The demands of the “prosumer” are driving providers toward multi-gig and Wi-Fi 7 offerings, Fidium Chief Marketing Officer Dan Sumner told Telecompetitor in an interview last week.
Fidium just announced the launch of 5 Gig and 8 Gig symmetrical speeds along with Wi-Fi 7, which will be available in some of the company’s markets next month.
Sumner said the needs of consumers with the most internet usage drive the innovation eventually used by all consumers. “As time goes on, prosumer-oriented demand bleeds into the middle consumer. And we think it’s important to serve all customers.”
Fidium is introducing 5 Gig and 8 Gig speeds because of the demand for their 2 Gig service. “Households look increasingly like small enterprises, as the proliferation of connected everything competes for bandwidth,” Sumner said. He added that Fidium and other providers are introducing Wi-Fi 7 right now because demand is there.
“Pairing Wi-Fi 7 with a fiber-to-the-premises network is the peanut butter and chocolate of a connectivity service. One alone is great, but the real magic comes when you pair Wi-Fi 7 with a full-fiber network,” Sumner said.
Fidium serves rural, suburban, and urban markets — areas Sumner says all deserve premium services like Wi-Fi 7 and multi-gig connections. “People are working and doing things from rural areas that, pre-COVID, would never have been possible. So, if you want to empower those communities to have their full economic potential realized, you have to make those investments [in premium services].”
The implementation of Wi-Fi 7 and new multi-gig speeds isn’t the only reason Fidium has been in the news recently.
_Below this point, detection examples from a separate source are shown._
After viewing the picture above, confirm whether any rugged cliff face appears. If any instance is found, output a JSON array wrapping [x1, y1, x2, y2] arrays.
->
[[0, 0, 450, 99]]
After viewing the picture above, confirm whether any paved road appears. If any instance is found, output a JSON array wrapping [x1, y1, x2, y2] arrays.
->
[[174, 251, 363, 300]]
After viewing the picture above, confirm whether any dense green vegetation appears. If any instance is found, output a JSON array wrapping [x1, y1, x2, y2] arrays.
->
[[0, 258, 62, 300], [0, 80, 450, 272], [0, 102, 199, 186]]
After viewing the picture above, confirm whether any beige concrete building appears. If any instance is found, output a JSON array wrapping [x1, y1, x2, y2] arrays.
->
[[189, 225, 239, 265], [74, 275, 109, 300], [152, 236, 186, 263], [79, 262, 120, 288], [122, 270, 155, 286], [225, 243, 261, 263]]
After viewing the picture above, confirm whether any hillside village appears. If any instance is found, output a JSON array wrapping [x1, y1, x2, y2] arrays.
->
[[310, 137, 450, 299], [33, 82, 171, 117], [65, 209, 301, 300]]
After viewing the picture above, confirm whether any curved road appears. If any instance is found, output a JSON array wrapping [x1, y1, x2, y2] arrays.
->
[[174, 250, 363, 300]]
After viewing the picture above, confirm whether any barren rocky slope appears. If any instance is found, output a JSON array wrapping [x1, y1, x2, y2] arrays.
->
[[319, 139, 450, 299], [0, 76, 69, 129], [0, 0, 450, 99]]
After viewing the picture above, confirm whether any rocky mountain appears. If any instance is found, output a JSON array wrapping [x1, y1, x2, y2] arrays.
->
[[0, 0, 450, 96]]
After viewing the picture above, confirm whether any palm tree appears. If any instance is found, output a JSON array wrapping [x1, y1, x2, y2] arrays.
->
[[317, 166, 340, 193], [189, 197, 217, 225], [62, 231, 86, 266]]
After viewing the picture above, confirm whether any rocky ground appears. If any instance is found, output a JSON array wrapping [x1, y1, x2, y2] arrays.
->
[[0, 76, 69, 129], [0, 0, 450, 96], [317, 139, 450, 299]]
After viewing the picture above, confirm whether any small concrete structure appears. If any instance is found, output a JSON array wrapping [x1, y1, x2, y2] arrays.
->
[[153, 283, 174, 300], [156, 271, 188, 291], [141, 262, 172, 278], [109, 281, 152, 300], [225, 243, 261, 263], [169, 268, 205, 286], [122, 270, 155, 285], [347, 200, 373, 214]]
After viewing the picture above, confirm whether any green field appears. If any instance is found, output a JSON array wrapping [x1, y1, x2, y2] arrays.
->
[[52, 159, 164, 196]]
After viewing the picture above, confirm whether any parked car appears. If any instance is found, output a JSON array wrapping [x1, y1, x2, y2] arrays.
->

The company has secured $67.1 million in provisional awards for both fiber and fixed wireless networks in the Broadband Equity, Access, and Deployment (BEAD) Program.
How does Fidium decide where to deploy fiber or fixed wireless? “Our focus is making the right decisions to ensure access is sustainable and cost-effective for the communities we serve,” Sumner said. “Fidium always leads with fiber. In the rare cases where deploying fiber isn’t cost-effective for us or for customers, we may leverage alternative technologies, but those situations represent only a small minority of deployments.”